Jak bardzo polski film zepsuł się przez minione 10 lecie napisano już referaty. "Zabić Sekala" jest kolejnym kapitalnym argumentem za tą tezą, że lata 90 to znakomity pokaz polskiej kinematografii, a później tak nagły zjazd do dołu i mamy dziś fatalną opinię o rodzimej projekcji filmu. Należy czerpać garściami z takiego filmu jak "Zabić Sekala", także aktorzy dziś najczęściej grający może korepetycje u Bogusia Lindy i Olafa Lubaszenki mogą pobierać. Co się tyczy tego ostatniego, po co mu te serial na TVP2 i rola grubiańskiego ojca rodziny na tymże serialu? Lubaszenko jest i był (parę kilo gdyby zrzucił) przeznaczony do takiego filmu jak "Kroll", "Psy", "Zabić Sekala" czy "Operacja Samum". Każdy ma obiekcje, iż Linda gra coraz mniej. Ale gdzie niby ma grać? Aktor przeznaczony do kina ambitnego i znakomitego ma się pchać na komedie romantyczne? Jest przeznaczony do lepszych ról, tylko gdzie te lepsze filmy? Kiedyś były, dziś tyle co kot napłakał.

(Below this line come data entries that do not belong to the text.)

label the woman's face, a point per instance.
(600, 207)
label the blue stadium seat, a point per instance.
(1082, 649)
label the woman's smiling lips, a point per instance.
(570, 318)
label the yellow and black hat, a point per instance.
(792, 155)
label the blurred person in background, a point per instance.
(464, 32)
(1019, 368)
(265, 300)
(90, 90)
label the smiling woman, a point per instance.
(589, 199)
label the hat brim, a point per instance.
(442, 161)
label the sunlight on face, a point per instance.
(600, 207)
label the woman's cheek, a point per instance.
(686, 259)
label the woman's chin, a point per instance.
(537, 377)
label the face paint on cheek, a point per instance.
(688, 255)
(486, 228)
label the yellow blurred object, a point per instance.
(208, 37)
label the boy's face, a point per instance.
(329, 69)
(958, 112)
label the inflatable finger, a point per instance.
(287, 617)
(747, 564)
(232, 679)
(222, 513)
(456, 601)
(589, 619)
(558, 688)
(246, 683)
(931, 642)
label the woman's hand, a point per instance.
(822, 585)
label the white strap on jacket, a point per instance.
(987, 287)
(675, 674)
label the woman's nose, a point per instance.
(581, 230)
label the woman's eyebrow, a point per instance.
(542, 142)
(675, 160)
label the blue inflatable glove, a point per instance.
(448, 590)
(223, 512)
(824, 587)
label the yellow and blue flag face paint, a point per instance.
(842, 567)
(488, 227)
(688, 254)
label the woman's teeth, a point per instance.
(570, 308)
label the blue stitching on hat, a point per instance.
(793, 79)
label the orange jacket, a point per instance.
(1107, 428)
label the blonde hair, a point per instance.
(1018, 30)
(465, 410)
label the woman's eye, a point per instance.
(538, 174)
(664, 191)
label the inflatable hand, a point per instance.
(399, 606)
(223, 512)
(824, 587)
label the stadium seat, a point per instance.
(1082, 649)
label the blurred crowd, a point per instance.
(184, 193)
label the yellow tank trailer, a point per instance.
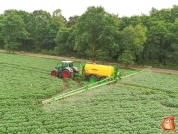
(95, 72)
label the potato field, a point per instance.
(134, 105)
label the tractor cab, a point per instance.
(64, 64)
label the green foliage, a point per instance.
(13, 30)
(133, 38)
(127, 58)
(94, 30)
(133, 105)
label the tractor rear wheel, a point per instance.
(66, 74)
(93, 79)
(54, 73)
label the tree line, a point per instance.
(96, 34)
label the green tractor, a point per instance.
(66, 70)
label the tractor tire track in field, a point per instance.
(65, 88)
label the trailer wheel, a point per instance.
(66, 74)
(93, 79)
(54, 73)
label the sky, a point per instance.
(78, 7)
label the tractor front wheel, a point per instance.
(66, 74)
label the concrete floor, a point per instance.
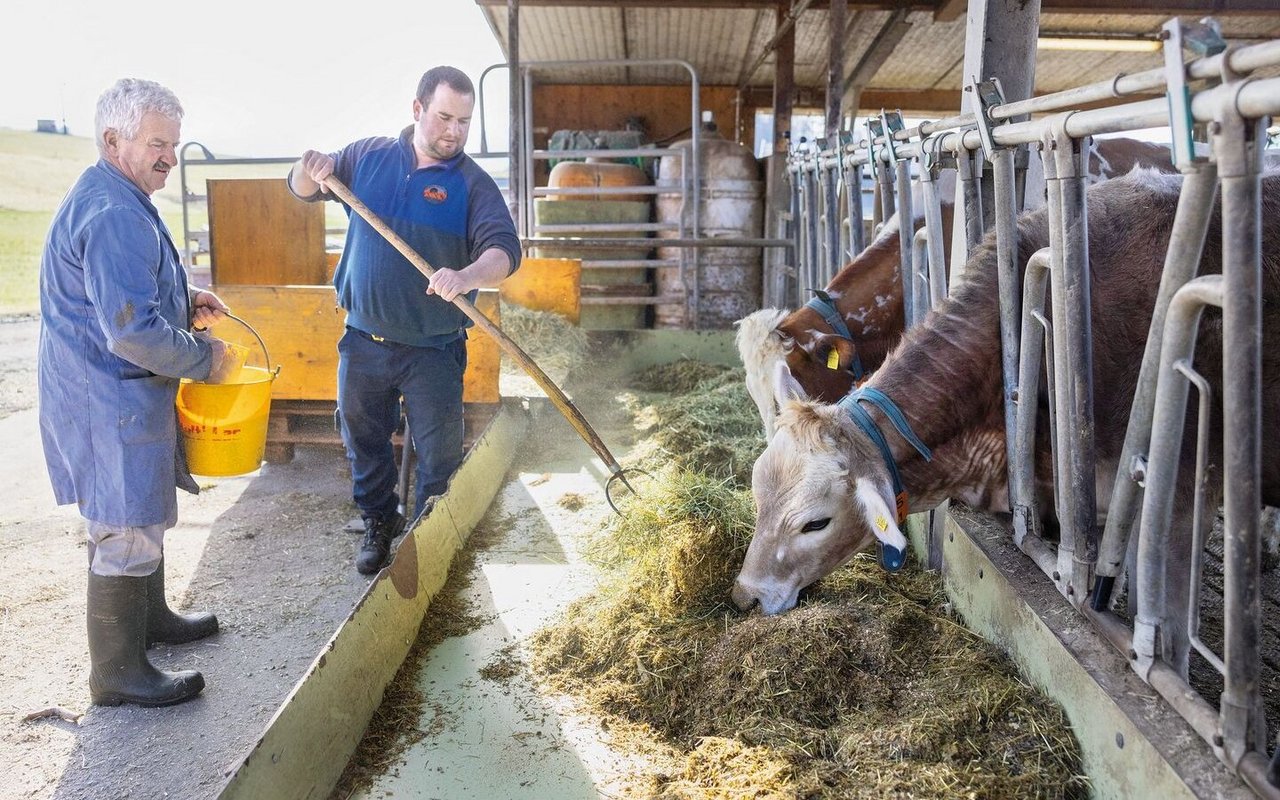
(503, 737)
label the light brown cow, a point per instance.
(823, 490)
(868, 296)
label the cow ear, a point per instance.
(881, 519)
(833, 352)
(786, 387)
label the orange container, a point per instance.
(577, 174)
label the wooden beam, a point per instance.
(881, 48)
(944, 10)
(950, 10)
(835, 63)
(784, 30)
(919, 5)
(933, 101)
(1162, 7)
(784, 83)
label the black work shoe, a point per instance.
(376, 545)
(119, 671)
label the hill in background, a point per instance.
(39, 169)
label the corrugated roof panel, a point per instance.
(926, 56)
(723, 42)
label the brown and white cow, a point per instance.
(823, 490)
(868, 296)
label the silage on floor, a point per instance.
(865, 690)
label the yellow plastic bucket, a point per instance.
(224, 425)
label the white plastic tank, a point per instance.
(731, 205)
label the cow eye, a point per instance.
(816, 525)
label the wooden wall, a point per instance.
(261, 234)
(664, 110)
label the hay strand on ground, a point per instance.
(865, 690)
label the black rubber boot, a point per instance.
(169, 627)
(117, 631)
(376, 545)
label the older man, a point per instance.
(115, 338)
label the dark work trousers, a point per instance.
(371, 378)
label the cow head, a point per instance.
(821, 361)
(822, 494)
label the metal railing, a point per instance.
(1215, 91)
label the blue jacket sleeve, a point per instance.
(490, 223)
(123, 255)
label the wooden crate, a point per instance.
(261, 234)
(301, 327)
(295, 423)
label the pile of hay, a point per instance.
(554, 343)
(865, 690)
(708, 424)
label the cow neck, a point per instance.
(851, 403)
(946, 375)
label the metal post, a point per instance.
(1153, 624)
(1060, 388)
(905, 227)
(1238, 144)
(854, 197)
(1182, 260)
(1022, 472)
(1075, 333)
(516, 155)
(831, 211)
(1010, 289)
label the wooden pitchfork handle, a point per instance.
(557, 397)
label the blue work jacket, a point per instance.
(114, 342)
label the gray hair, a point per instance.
(122, 108)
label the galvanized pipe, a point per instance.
(1075, 333)
(1022, 442)
(1010, 289)
(831, 213)
(1237, 144)
(813, 237)
(970, 188)
(1182, 260)
(919, 277)
(854, 200)
(933, 224)
(1166, 435)
(1256, 99)
(905, 227)
(1060, 391)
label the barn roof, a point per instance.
(905, 54)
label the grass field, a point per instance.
(37, 170)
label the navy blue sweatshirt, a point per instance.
(449, 213)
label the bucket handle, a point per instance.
(260, 343)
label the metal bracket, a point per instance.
(892, 122)
(987, 94)
(1202, 39)
(874, 129)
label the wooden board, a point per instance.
(261, 234)
(547, 284)
(301, 327)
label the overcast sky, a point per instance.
(256, 78)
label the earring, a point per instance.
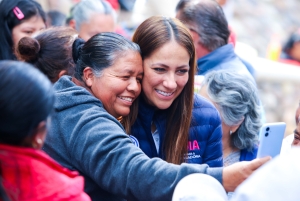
(34, 145)
(39, 141)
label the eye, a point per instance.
(182, 71)
(28, 32)
(159, 69)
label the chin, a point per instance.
(163, 106)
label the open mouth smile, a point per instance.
(164, 93)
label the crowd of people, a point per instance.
(88, 112)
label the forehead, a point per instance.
(101, 22)
(129, 60)
(171, 51)
(34, 21)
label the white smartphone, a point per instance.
(270, 139)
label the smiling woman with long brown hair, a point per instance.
(173, 123)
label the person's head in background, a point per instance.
(26, 105)
(206, 22)
(91, 17)
(56, 18)
(50, 51)
(18, 18)
(296, 141)
(236, 98)
(110, 67)
(291, 49)
(169, 67)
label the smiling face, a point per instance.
(119, 85)
(27, 28)
(165, 74)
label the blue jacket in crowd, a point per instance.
(225, 58)
(83, 136)
(205, 136)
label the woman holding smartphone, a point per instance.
(172, 122)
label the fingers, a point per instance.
(256, 163)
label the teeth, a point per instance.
(164, 93)
(126, 98)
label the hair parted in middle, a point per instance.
(100, 52)
(151, 35)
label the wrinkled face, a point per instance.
(98, 23)
(120, 84)
(27, 28)
(165, 74)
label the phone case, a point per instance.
(270, 139)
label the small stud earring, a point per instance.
(39, 141)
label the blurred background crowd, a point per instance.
(262, 29)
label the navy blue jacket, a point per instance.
(223, 58)
(205, 136)
(86, 138)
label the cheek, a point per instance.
(296, 142)
(182, 81)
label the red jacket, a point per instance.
(29, 174)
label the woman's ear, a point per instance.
(62, 72)
(88, 76)
(235, 127)
(72, 23)
(38, 138)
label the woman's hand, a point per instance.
(236, 173)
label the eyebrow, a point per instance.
(160, 64)
(132, 72)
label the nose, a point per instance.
(134, 86)
(170, 81)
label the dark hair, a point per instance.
(100, 52)
(56, 18)
(152, 34)
(289, 44)
(208, 19)
(8, 21)
(27, 99)
(50, 51)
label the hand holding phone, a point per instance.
(270, 139)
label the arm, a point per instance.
(104, 152)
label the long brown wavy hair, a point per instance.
(152, 34)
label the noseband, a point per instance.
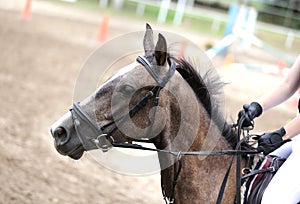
(103, 139)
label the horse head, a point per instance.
(121, 109)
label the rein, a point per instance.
(104, 139)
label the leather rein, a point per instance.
(104, 140)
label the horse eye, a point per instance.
(126, 89)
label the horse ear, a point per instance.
(161, 50)
(148, 40)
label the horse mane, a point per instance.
(207, 89)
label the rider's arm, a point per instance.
(292, 128)
(286, 88)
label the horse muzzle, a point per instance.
(66, 140)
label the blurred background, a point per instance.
(44, 43)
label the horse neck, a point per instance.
(195, 183)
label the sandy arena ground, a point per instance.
(40, 59)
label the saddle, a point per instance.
(256, 182)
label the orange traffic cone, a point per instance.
(26, 12)
(103, 29)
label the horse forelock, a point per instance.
(208, 90)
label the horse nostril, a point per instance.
(60, 135)
(60, 131)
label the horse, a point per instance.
(160, 99)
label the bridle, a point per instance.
(102, 137)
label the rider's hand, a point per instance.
(248, 113)
(268, 142)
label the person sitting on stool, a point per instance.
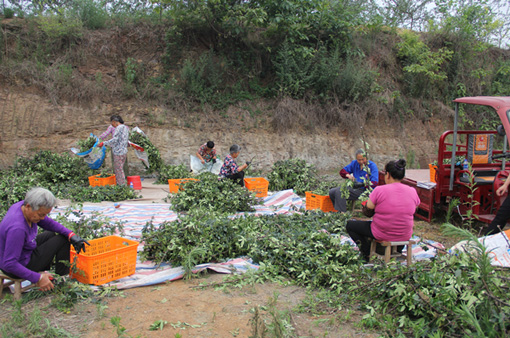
(394, 205)
(230, 170)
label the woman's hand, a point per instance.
(501, 190)
(44, 282)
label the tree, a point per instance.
(409, 14)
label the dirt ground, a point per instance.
(201, 312)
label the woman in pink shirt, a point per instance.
(394, 204)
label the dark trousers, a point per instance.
(50, 247)
(361, 234)
(499, 221)
(340, 203)
(238, 178)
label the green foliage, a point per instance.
(169, 172)
(155, 161)
(295, 245)
(89, 226)
(202, 79)
(324, 186)
(212, 194)
(111, 193)
(501, 82)
(86, 144)
(59, 29)
(292, 174)
(423, 65)
(64, 175)
(473, 21)
(91, 13)
(8, 13)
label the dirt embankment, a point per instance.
(33, 119)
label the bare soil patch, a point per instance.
(192, 311)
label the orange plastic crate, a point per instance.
(314, 201)
(99, 181)
(106, 259)
(257, 184)
(174, 184)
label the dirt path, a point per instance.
(202, 312)
(195, 312)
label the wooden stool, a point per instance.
(390, 250)
(18, 289)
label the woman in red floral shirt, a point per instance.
(230, 170)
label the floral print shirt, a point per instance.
(229, 167)
(206, 156)
(119, 141)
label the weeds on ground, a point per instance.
(35, 322)
(274, 323)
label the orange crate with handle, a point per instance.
(106, 259)
(174, 184)
(259, 185)
(314, 201)
(95, 180)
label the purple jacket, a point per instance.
(17, 241)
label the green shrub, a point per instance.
(292, 174)
(210, 193)
(8, 13)
(155, 161)
(61, 30)
(296, 245)
(169, 172)
(91, 13)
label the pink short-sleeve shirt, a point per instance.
(395, 205)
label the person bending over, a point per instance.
(207, 153)
(119, 144)
(362, 172)
(230, 170)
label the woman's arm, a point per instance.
(501, 190)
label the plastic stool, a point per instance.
(390, 250)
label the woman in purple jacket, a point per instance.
(23, 253)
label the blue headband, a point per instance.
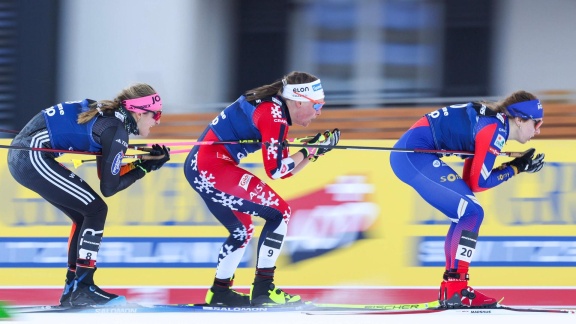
(527, 109)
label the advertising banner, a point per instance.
(353, 224)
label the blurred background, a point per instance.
(354, 225)
(201, 55)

Doprawdy, fantastyczne pokolenie aktorskie wiodło prym w latach 90 minionego wieku. Podobnie jak fantastyczne filmy spod ręki polskich reżyserów i polskich scenarzystów wychodziły ówcześnie. Jak to możliwe, że mamy dziś taki kryzys, taki marazm?! Dlaczego od czasu "E=mc²", "Kariery Nikosia Dyzmy", "Show" nic dobrego nie powstało?! Mam co do tego swoje teorie, głębiej napisałem na ten temat w rozważaniach pod filmem "Kiler":

DEBATA NAD STANEM POLSKIEJ KOMEDII:

Kilka dni temu na jednym z popularnych portali ukazał się artykuł "Jak śmieszy, skoro nie śmieszy?", gdzie autorzy załamywali ręce na temat stanu polskiej komedii dzisiejszych czasów. Artykuł ten ukazał się w dobie premiery filmu "Och Karol 2". Naturalnie podzielam opinie i bardzo pesymistyczne prognozy autorów felietonu, czego dowodem jest mój komentarz pod tekstem (zachęcam do zapoznania się):

"Przeczytajcie moje przemyślenia i refleksje, a następnie sami powiedzcie, czy tak nie jest? To, że polska komedia nie śmieszy jest totalną bzdurą. Już nie chciałbym tu odwoływać się do czasów PRL, kiedy powstały najbardziej znakomite polskie filmy komediowe, ponadpokoleniowe które śmieszą dziś z taką samą siłą jak dawniej, a śmieszyć będą z pewnością i nasze wnuki i prawnuki. Chociaż realia życia się zmieniły, te filmy mają magię i są bezkonkurencyjne. Ale, z polskim kinem komediowym wcale nie jest tak, jak z polską piłką nożną. To znaczy świetni za komuny, słabi w teraźniejszości. Jeszcze kilka lat temu polskie komedie rzeczywiście były robione na wysokim poziomie poczucia humoru, hitowe projekcje z Cezarym Pazurą (Nic śmiesznego, Kiler, Kilerów 2, Chłopaki nie płaczą, Kariera Nikosia Dyzmy). Gdzie dopatrywałbym się przyczyny takiego spadku jakości polskiej komedii w ostatnich latach? Moim zdaniem przyczyną jest odbiorca! Producenci dostosowali się do potrzeb odbiorcy, ja nawet mam taką ciekawą teorię, że najwdzięczniejszym odbiorcą obecnie powstających polskich komedii jest elektorat gimnazjalny, pokolenie urodzone po transformacji ustrojowej, które z przykrością i nie z ich winy ma takie, a nie inne standardy poczucia humoru, bo zostali wychowani w takich czasach, że im tego typu filmy sprawiają radość. Kino mało ambitne, za to, aby nastolatki mogły sobie pójść na Lejdis, a panowie na Testosteron. Moim skromnym zdaniem, kiedyśniejsze filmy adresowane były przede wszystkim do ludzi dorosłych, dziś najchętniej sale kinowe wypełnia elektorat bardzo młodego pokolenia, to też i poziom intelektualny dowcipu i fabuły akcji dostosował się do oczekiwań. Jak nikogo nie obrażam, ja daję taką teorię i zachęcam do polemiki".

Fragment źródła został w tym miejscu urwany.